Für ihn könnte sich allerdings als Glücksfall erweisen, dass er wegen seines Hungerstreiks in eine geschlossene Abteilung der Universitären Psychiatrischen Dienste Bern (UPD) verlegt wurde. UPD-Chefpsychiater Werner Strik sprach diese Woche von «einem respektvollen Dialog». Offenbar ist es Strik gelungen, zu Kneubühl durchzudringen und zu ihm eine Art Vertrauensverhältnis aufzubauen. So besteht erstmals seit Jahren die Hoffnung, dass der sich verfolgt fühlende 76-jährige Mann nach Jahren im Gefängnis zur Ruhe kommt. Die von Kneubühl gewünschte Rehabilitierung wird es nicht geben.

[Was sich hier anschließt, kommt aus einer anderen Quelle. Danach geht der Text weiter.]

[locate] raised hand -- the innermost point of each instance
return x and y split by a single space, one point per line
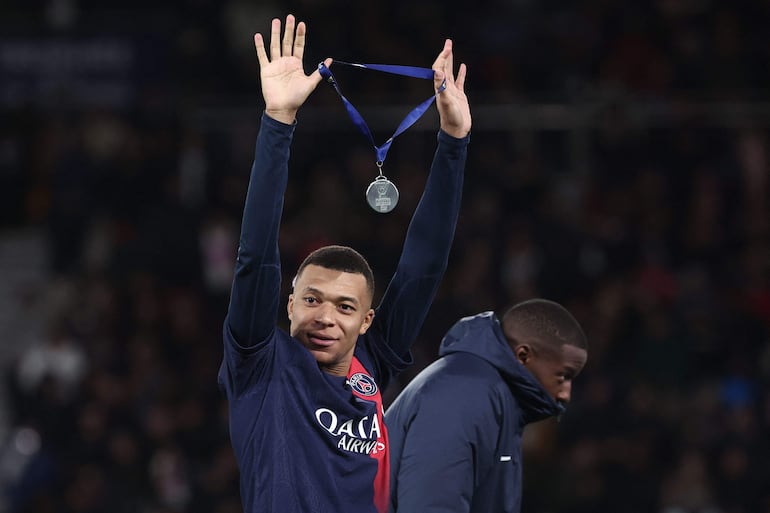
452 104
285 87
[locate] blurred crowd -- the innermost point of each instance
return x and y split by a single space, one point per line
126 138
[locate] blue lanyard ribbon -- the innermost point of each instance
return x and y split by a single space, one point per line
358 120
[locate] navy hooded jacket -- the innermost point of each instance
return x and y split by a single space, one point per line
455 430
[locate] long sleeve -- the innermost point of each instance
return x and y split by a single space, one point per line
425 255
255 295
443 452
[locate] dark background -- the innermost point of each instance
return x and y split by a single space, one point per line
619 165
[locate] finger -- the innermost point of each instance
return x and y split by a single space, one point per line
259 44
438 64
299 41
288 36
275 39
316 75
449 63
460 82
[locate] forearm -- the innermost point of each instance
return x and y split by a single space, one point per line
426 250
256 285
431 231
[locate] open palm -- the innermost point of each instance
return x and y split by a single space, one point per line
285 87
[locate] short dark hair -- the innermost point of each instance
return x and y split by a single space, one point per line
545 322
340 258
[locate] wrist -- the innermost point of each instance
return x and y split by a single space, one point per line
286 116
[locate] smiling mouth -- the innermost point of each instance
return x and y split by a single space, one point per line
321 341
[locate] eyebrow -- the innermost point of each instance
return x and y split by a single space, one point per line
338 299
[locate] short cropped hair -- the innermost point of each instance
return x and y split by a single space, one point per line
543 322
339 258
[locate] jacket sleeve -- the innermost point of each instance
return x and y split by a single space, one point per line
255 295
425 254
443 452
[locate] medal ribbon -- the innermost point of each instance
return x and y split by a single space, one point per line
358 120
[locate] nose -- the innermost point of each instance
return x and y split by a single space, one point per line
324 314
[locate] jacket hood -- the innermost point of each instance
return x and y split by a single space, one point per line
482 335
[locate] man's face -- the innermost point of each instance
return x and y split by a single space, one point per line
328 311
555 369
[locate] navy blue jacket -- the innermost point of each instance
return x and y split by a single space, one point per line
455 430
307 441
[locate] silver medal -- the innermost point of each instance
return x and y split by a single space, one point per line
382 195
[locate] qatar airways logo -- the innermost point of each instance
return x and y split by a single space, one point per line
353 435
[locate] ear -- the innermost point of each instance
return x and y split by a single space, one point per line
290 305
523 353
368 318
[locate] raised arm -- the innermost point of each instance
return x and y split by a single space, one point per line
429 237
255 296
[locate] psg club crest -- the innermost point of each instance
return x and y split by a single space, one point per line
363 384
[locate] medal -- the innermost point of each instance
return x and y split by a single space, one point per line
382 195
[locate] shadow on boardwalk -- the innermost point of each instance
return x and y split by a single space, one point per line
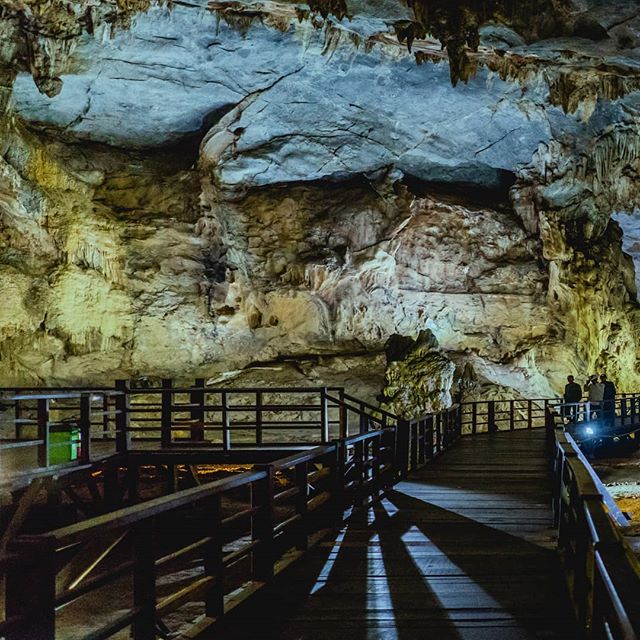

Wenn er aber endlich seine Schuld anerkennt und sich zur Therapie bereit erklärt, also seine Chance nützt, wird er nicht nur um die Zwangsernährung herumkommen. Es wäre möglich, dass er seinen Lebensabend doch noch in Freiheit verbringen kann.         
 

Kommentare

Demokrat

Leider zu ungunsten von Herr Kneubühler! So bringt man ihn zum schweigen! Wo sind die menschenrecht Organisationen? Er ist halt nur ein Schweizer! Schämt Euch!


Biennensis

Der Herr Peter Staub spricht von einer Chance, die keine ist! Denn die Würfel sind schon längst gefallen!